No fim deste raciocínio haverá o marketing um para um, explica o professor. “Uma coisa é saber o que um grupo de pessoas gosta; outra é saber o que uma pessoa individual gosta. A coleta de informações a ponto de conhecer uma pessoa tão profundamente é o sonho de qualquer empresa, e algumas chegarão a isso – bastam dados”. Com um banco de dados amplo o suficiente, a Inteligência Artificial é tão eficiente em prever eventos futuros com base em fenômenos passados que até mesmo o comportamento de compra de pessoas será previsível.
Anderson Soares afirma que o Brasil deu o primeiro passo na direção da criação de uma legislação para o controle da tecnologia com a Lei Geral de Proteção de Dados Pessoais (Lei 13.709). Porém, a legislação não é suficiente, conforme explica o PhD. “Precisa haver uma disciplina social, porque restrições legais são ineficientes e paralisam soluções. Quer proibir Fake News? Você acaba com boa parte das postagens em redes sociais. Existe um trade offentre custos disso e ganhos”.

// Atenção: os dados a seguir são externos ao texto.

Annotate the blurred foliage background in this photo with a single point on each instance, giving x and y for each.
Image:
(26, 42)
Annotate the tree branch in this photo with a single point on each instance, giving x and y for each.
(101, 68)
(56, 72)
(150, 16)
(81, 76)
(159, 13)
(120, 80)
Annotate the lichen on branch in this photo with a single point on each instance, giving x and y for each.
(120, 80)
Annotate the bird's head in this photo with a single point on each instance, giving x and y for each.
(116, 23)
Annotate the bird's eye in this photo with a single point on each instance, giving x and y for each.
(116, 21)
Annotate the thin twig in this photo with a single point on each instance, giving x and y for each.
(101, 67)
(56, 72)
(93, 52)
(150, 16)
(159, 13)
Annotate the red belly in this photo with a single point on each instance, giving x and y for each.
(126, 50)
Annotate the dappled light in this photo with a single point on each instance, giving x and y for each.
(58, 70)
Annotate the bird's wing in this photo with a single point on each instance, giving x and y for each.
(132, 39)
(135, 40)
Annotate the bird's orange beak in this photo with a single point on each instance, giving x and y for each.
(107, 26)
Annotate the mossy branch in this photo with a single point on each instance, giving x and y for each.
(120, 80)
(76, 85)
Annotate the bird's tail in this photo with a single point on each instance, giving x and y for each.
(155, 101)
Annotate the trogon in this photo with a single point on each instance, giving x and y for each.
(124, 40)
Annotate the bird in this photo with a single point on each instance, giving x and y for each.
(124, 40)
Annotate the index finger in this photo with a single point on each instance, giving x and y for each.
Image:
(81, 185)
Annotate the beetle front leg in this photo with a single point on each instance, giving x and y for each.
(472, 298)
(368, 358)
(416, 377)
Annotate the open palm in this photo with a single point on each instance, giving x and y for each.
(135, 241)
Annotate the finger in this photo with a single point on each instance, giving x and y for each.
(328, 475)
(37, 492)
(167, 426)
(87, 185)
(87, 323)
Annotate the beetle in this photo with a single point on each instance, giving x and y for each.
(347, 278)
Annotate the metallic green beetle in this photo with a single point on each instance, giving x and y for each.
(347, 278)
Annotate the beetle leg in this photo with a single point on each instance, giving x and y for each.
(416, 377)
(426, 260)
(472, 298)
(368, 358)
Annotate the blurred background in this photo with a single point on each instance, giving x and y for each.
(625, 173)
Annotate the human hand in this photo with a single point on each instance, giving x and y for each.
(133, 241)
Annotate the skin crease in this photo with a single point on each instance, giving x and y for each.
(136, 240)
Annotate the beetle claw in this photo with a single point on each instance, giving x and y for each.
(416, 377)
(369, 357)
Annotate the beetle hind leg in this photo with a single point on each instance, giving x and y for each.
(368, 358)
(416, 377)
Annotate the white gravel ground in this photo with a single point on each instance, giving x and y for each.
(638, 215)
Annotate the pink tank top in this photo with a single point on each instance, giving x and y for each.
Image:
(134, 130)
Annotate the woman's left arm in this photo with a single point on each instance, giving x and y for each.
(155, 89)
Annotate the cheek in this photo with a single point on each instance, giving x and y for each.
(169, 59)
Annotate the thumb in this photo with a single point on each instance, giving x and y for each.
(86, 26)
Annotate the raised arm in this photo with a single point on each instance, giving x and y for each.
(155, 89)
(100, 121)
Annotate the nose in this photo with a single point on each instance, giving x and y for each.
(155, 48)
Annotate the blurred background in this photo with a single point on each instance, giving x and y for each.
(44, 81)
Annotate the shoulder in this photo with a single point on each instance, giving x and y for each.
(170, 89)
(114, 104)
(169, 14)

PhD, Anderson Soares afirma que passamos por nova revolução industrial | Foto: Reprodução
Fonte :Jornal Opção
Altair Camargo lembra que é difícil ensinar máquinas a distinguir entre Fake News e um mero erro do jornalista, portanto, proibir notícias falsas seria o mesmo que proibir a atividade jornalística. A saída, segundo o professor, tem de partir dos usuários: “Falta uma educação das pessoas. Usuários têm de ser informados que existem fake news e como identificá-las. Posso escrever qualquer coisa num papel e colar num poste; por que as pessoas não acreditariam? Porque sabem que qualquer um pode ter escrito aquilo, a mesma coisa serve para jornais versus fontes anônimas na internet”.